Citroen used Paris to launch the separation of its DS line. DS models offer Mini-like personalisation and high-quality materials, and they’re sold at a premium so there’s more profit. The mother brand’s mainstream products are hugely improved, but for years they’ve been piled as high as the Eiffel Tower and sold as cheaply as a plastic Paris bistro table cloth. Lining one up alongside a DS in either a motor show or show room only distresses the latter – and its profitability. The super-sculpted DS Divine concept in Paris was there to show that DS products are going to have unique styling to ensure greater differentiation. And greater profit.
Fellow PSA brand Peugeot believes that if it offers excellent quality at mainstream prices the numbers will happen. And today’s Peugeots are well-designed, with thoughtful interiors, tactile materials and good build. It’s an impressive turnaround. But there was little new in Paris. Even the Exalt crossover concept had been seen before – at the Beijing show. That betrays its ambitions in China, but for Europe there are only facelifts until the end of next year, and for a company still dependent on Europe that’s a concern.
PSA has refused the budget-brand route, unlike Renault with Dacia. The Romanian brand has been propping its parent up over the last couple of years, but now Renault has emerged with excellent new product of its own. The Fiat 500-esque Twingo will give some fizz back to the brand, while the styling has a new-found confidence, shown in the Espace revealed in Paris. It’s an MPV with a low, muscular stance and an interior which wouldn’t look out of place in a Range Rover.

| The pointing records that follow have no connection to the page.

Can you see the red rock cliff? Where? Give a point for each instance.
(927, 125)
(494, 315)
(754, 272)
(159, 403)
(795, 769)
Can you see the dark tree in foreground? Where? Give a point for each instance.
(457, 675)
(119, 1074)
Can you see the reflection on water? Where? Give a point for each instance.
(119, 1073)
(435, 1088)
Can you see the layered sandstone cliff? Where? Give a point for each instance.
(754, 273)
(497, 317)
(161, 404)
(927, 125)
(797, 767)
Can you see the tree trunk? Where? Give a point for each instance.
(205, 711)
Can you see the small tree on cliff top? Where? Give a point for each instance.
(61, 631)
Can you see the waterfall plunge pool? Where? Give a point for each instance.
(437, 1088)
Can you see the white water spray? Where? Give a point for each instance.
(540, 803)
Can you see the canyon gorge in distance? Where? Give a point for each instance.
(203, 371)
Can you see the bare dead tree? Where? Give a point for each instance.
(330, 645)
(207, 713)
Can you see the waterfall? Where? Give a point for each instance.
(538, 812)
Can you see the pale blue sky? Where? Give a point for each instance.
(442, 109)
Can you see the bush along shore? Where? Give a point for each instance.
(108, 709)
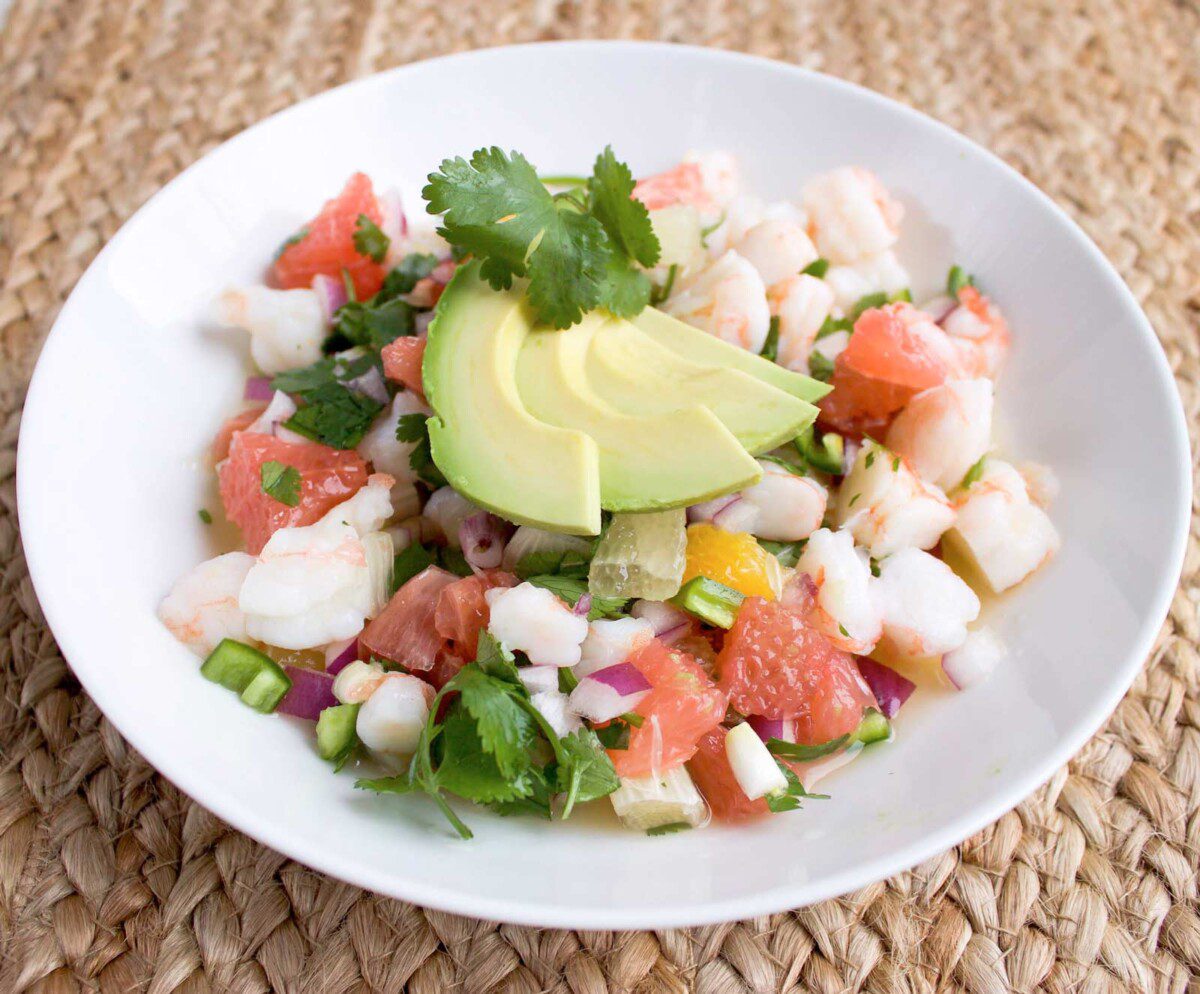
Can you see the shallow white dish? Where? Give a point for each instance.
(133, 383)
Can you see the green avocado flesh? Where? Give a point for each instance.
(546, 427)
(487, 445)
(657, 461)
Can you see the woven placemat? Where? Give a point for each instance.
(112, 880)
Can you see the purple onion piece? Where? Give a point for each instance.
(889, 688)
(310, 694)
(624, 677)
(483, 538)
(258, 388)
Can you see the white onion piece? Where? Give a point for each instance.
(483, 537)
(783, 729)
(610, 692)
(331, 294)
(975, 659)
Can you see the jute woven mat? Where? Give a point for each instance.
(112, 880)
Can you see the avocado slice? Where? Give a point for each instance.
(679, 456)
(701, 347)
(487, 445)
(630, 370)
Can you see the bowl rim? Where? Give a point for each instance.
(273, 833)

It could be a breakthrough for Renault in the large-car market where it’s always struggled, but the company is giving more prominence to its Initiale sub-brand. Unlike DS, Initiale won’t spawn models but a new luxury trim level. Ford is doing something similar with its Vignale line, seen in Paris in the form of a dedicated merchandise and accessory boutique on the stand. The new S-Max and Mondeo models revealed at the show will lend themselves well to the Vignale treatment, and there’s nothing not to like about the concierge-style service offered. But it’s very hard to see Ford conquesting customers from the premium brands without a product as bold and surprising as the Espace.
The approach being taken by Ford’s principal mainstream rival, Opel, is more in line with Peugeot’s: everyday, good value products with increasing quality and sophistication. But GM’s new dawn in Europe after the dropping of the Chevrolet value brand was signaled in Paris by the new Corsa supermini – an everyday car in one of the traditional segments you still have to be in. The new car has been developed from the old one’s architecture, which is fine – VW has done that with the Golf in the recent past – but it’s a mistake for the new Corsa to look so similar to the outgoing car. GM listened to what customers said about the old car, and this is the result. When did Apple last do that?

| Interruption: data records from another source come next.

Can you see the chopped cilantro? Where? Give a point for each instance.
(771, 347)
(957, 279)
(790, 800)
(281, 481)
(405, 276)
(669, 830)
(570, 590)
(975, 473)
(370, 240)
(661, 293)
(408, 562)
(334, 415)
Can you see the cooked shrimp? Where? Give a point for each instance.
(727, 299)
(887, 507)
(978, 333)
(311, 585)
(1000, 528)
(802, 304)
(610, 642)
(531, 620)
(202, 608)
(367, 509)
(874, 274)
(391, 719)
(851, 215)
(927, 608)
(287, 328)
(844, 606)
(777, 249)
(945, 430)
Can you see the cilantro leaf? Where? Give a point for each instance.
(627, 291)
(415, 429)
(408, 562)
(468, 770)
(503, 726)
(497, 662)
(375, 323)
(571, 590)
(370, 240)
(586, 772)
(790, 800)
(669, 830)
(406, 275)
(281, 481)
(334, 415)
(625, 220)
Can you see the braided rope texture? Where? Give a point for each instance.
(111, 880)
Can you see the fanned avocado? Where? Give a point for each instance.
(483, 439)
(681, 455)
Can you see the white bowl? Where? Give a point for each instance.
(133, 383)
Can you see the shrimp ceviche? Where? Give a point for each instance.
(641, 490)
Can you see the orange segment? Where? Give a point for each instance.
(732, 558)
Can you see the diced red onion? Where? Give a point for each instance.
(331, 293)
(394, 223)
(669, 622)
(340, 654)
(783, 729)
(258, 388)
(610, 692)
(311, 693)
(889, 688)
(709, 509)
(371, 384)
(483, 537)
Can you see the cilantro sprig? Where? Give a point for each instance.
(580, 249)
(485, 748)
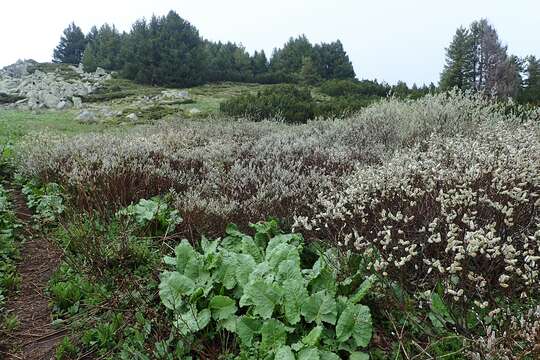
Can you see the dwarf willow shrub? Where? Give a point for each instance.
(259, 289)
(288, 102)
(456, 211)
(46, 201)
(153, 212)
(222, 171)
(9, 251)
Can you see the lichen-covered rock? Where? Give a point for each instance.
(49, 85)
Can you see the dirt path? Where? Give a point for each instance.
(34, 338)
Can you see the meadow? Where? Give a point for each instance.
(407, 230)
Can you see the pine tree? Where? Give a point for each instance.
(71, 46)
(333, 62)
(308, 72)
(458, 71)
(103, 49)
(530, 92)
(259, 63)
(495, 73)
(476, 59)
(289, 59)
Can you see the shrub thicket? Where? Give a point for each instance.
(292, 104)
(287, 102)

GM Europe has acquired several senior VW people in the past year or two, so perhaps it’s become a model for the Opel revival. VW keeps doing what it does best – granite-like rationality – and the evolutionary new Passat in Paris could have gone unnoticed.
Paris saw the world debut of Volvo’s XC90. It’s a wholly more convincing way to usher in a new era than Opel’s, but it’s not bang-on. The XC90 is the right car to go with to send the message that Volvo is an upmarket lifestyle brand. And the interior – which is what really matters for a Volvo – is a lovely place to be. But Volvo is now a design-led brand, which has not translated fully to the slightly utilitarian exterior. And the pricing is ambitious – maybe too ambitious. Volvo needs to escape the ‘near-premium’ straitjacket but it will do that more effectively by concentrating on being what it is – a genuine alternative to the premium brands – rather than aligning itself more closely with them on price.

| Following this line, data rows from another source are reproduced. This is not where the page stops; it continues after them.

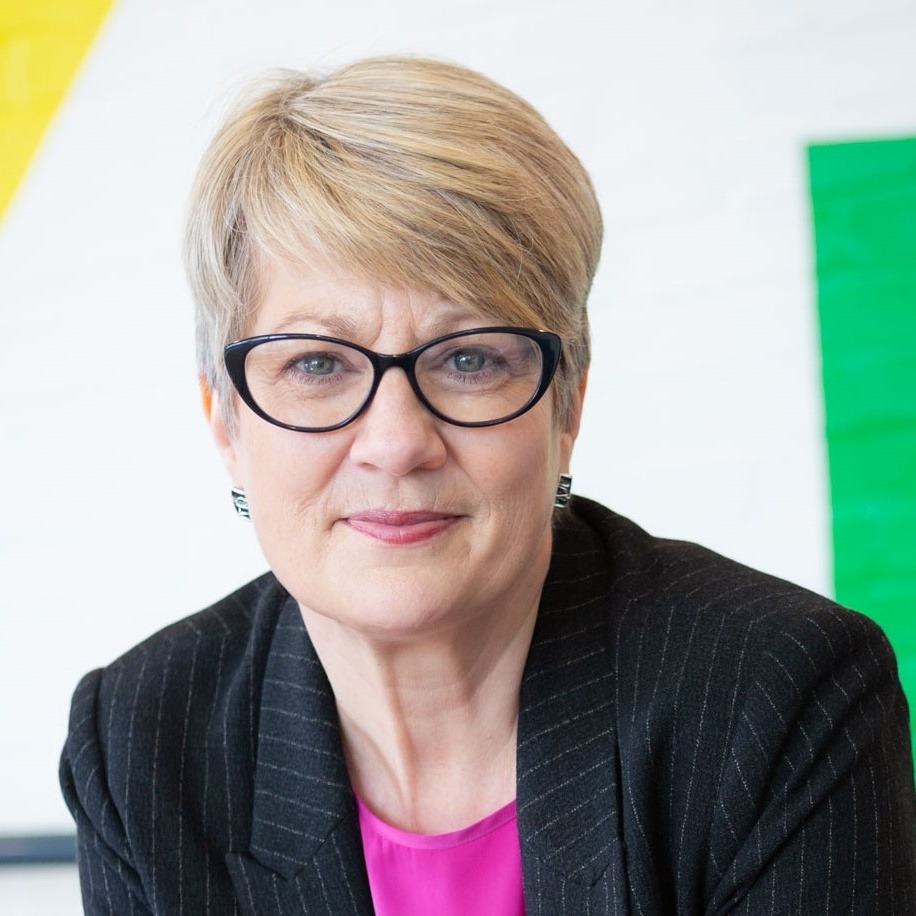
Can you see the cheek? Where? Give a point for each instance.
(287, 475)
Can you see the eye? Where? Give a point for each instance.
(469, 360)
(315, 364)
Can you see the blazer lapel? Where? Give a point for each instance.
(305, 853)
(569, 813)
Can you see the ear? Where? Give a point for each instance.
(571, 430)
(222, 435)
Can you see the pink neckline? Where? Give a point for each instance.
(367, 819)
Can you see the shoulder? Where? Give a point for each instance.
(676, 589)
(129, 715)
(701, 645)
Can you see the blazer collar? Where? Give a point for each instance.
(305, 850)
(567, 763)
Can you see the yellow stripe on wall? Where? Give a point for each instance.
(42, 43)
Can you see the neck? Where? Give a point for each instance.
(428, 723)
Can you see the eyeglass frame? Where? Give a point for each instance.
(235, 354)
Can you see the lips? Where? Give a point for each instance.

The opportunity for Volvo is clearly there when you look at the established premium market leaders Audi, BMW and Mercedes. Each is intent on offering something for absolutely everyone, which means creating new sub-segments. Volvo is too small do do the same, but that allows for a clearer brand statement. There’s a growing feeling in the industry that fragmentation has its economic limits, but Audi is intent on a 60-model range by 2020, including a family of TT models based around the TT sports coupe, likely to include a TT SUV. Paris saw the unveiling of a five-door TT concept, less of a leap and something of a return to form on the design front. It may not sell as many as a TT SUV but it would serve the brand better.
Over at Daimler, Mercedes’ effort to match Audi’s range was amply demonstrated in Paris by the simultaneous launch of the exotic AMG GT sports car and the smart fortwo and forfour city cars. BMW showed a new version of the unloved X6 coupe crossover which only highlighted the lacklustre design running through its range. Interior materials are on the slide too. It’s hard to avoid the thought that the company’s best people have been working on the game-busting i3 and i8 electric range.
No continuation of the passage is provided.